2 Donate Your Placenta
Many of you only know about "stem cells" due to the controversy they cause, particularly in the U.S., where the funding of stem cell research has been criticized by abortion opponents. But if you're not sure what exactly they are or why they're important, in short, stems cells are special cells that can turn into any other kind of cell, which has massive implications for medicine (note: you are made entirely of cells).
And there are many ways to obtain all kinds of these life-saving stem cells. For example, did you know that a specific type of stem cell is produced in huge concentrations within the human body and used in a variety of life-saving medical procedures, and right now we're tossing them in the trash?
"Sounds great!" you're thinking. "Where are they?" We'll give you a clue: You A) throw it away in terror after your baby is born and B) make a pact with everyone in the maternity ward that it will never be mentioned again.

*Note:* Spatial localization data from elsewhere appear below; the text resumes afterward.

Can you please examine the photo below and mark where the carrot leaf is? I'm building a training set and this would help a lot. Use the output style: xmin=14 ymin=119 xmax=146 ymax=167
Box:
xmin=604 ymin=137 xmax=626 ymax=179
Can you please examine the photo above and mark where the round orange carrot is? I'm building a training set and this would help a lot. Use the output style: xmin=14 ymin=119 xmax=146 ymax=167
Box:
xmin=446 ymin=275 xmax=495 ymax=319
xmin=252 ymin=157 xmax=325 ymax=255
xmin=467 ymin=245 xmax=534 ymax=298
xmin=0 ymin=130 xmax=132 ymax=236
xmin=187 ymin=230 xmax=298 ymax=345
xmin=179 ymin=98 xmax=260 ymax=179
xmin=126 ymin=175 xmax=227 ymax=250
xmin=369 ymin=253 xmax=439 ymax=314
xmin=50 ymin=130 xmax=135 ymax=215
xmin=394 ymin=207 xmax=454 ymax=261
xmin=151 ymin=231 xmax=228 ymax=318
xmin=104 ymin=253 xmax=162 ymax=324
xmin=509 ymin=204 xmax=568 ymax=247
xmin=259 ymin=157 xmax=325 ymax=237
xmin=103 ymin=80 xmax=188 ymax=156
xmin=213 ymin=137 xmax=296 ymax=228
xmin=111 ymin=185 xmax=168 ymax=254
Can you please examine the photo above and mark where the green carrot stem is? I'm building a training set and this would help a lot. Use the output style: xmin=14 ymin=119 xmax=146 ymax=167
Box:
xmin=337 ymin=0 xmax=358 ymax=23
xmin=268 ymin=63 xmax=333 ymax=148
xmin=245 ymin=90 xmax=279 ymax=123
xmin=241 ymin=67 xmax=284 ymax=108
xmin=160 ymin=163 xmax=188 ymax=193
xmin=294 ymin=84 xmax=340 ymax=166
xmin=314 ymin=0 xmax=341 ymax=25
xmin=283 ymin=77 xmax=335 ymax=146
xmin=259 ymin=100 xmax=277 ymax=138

We're talking about that demon pepperoni that feeds your bundle o' joy and your nightmares after childbirth: the placenta.
Yes, before you go tossing out (or chowing down on) that bloody flapjack that popped out of your or your significant other's nethers, know that science has discovered that the placenta is actually chock-full of perfectly good stem cells that can be used for medical research and treatment. The placenta and umbilical cord contain hematopoietic stem cells, which is a fancy name for cells that can literally create blood. They're the same type of cell that's extracted from your hip during bone marrow transplants, except the placenta conveniently flops out of the body during childbirth, rather than having to be painfully drawn out with a needle.

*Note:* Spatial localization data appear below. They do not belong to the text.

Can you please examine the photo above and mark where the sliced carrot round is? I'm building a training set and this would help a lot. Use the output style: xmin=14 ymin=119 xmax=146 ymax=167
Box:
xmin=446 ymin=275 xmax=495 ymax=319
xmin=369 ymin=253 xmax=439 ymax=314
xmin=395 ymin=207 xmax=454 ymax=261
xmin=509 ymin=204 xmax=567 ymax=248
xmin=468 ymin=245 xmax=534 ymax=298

"Nurse, I distinctly said the BIG needle!"
The discovery is a big freaking deal, by the way, as hematopoietic stem cells can treat blood disorders like sickle cell anemia, immunodeficiency diseases like HIV, multiple forms of cancer, and more. It's been predicted that 1 in every 400 Americans will need hematopoietic stem cell treatments over the next 70 years. Thankfully, mothers are already producing a free side of stem cells with the birth of every bouncing baby.
So if you're pregnant, you're fully capable of contributing to a very necessary medical cause. All you need to do is follow this simple two-step process: 1) Find out if your birthing facility of choice accepts hematopoietic stem cell/cord blood donations and 2) tell them you want them to keep your placenta and umbilical cord. Congratulations! You have helped one person's life while simultaneously bringing another into the world. Just resist the urge to use your placenta as a spa facial or enjoy a lotus birth. (Seriously, don't click that Wikipedia link. It's like Basket Case, but real.)
It's basically a neonatal chain gang.